---
title: "Rate Limit LLM APIs by Tokens Not Requests"
description: "Requests-per-minute is the wrong meter for LLM endpoints. One call can be 50 tokens or 50,000. Rate limit on input and output tokens with Zuplo's complex-rate-limit-inbound policy and the real counts from each upstream response."
canonicalUrl: "https://zuplo.com/blog/2026/05/12/rate-limit-llm-apis-by-tokens-not-requests"
pageType: "blog"
date: "2026-05-12"
authors: "martyn"
tags: "rate-limiting, llm, ai-gateway"
image: "https://zuplo.com/og?text=Rate%20Limit%20LLM%20APIs%20by%20Tokens%20Not%20Requests"
---
A request count is a terrible proxy for LLM cost. Two calls to the same endpoint
can differ by three orders of magnitude in tokens, dollars, and latency. One
might be a 30-token classifier ping. The next might ship a 40,000-token document
plus tool definitions and ask for a long structured response. A 60-RPM cap
treats them as equal, and the heavy user empties your provider budget before
breakfast.

<CalloutAudience
  variant="useIf"
  items={[
    `You proxy OpenAI, Anthropic, or another LLM provider through your own API`,
    `You bill or budget per customer and a single oversized request can blow a month of margin`,
    `Your current rate limit is requests-per-minute and the heavy users are eating the cheap users' headroom`,
  ]}
/>

## Why requests-per-minute breaks for LLM APIs

A normal CRUD endpoint has flat cost. Whether the body is 100 bytes or 10 KB,
the work is roughly the same, and counting requests maps cleanly to load.

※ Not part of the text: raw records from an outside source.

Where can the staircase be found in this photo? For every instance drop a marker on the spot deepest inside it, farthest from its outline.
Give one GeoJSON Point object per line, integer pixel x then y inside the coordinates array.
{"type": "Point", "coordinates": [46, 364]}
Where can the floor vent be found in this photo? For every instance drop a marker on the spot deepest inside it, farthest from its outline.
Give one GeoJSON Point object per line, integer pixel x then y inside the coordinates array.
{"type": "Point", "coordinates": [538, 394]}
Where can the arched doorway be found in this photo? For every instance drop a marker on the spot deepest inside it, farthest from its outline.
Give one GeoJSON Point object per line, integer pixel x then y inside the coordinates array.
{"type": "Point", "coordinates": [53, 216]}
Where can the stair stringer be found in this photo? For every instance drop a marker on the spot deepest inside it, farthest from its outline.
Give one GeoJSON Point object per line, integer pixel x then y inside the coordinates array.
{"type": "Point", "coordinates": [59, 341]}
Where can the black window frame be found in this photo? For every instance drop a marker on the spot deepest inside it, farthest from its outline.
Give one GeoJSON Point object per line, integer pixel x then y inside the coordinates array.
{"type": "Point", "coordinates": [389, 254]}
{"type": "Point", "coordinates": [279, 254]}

An LLM call doesn't behave like that. Cost scales with input tokens, output
tokens, model class, whether prompt caching hit, and whether the response
streamed. Two requests with identical paths and headers can hit your provider
bill for $0.0001 and $4. Rate limiting on request count is the wrong axis.

The providers know this. They publish the right axes themselves.

## OpenAI and Anthropic limit on tokens, not requests

Anthropic's docs are unambiguous about what their meter actually measures:

> The rate limits for the Messages API are measured in requests per minute
> (RPM), input tokens per minute (ITPM), and output tokens per minute (OTPM) for
> each model class.

Three counters per model, and the token counters dominate. Tier 1 Sonnet 4.x is
50 RPM but only 30,000 input tokens per minute and 8,000 output tokens per
minute. Fifty 30-token pings sail through; a single 40,000-token document is
already over the input ceiling.

Azure OpenAI applies the same shape: TPM and RPM as separate limits, allocated
per model and deployment.
[OpenAI's own rate-limit docs](https://platform.openai.com/docs/guides/rate-limits)
match. Tokens are what run out first on real workloads.

If your gateway sits between customers and these providers, it should meter in
the same units. Counting requests when the provider counts tokens means you
either limit too loosely (a mega-request trips the upstream limit anyway) or too
tightly (a chatty cheap user gets capped like one running 50K-token jobs).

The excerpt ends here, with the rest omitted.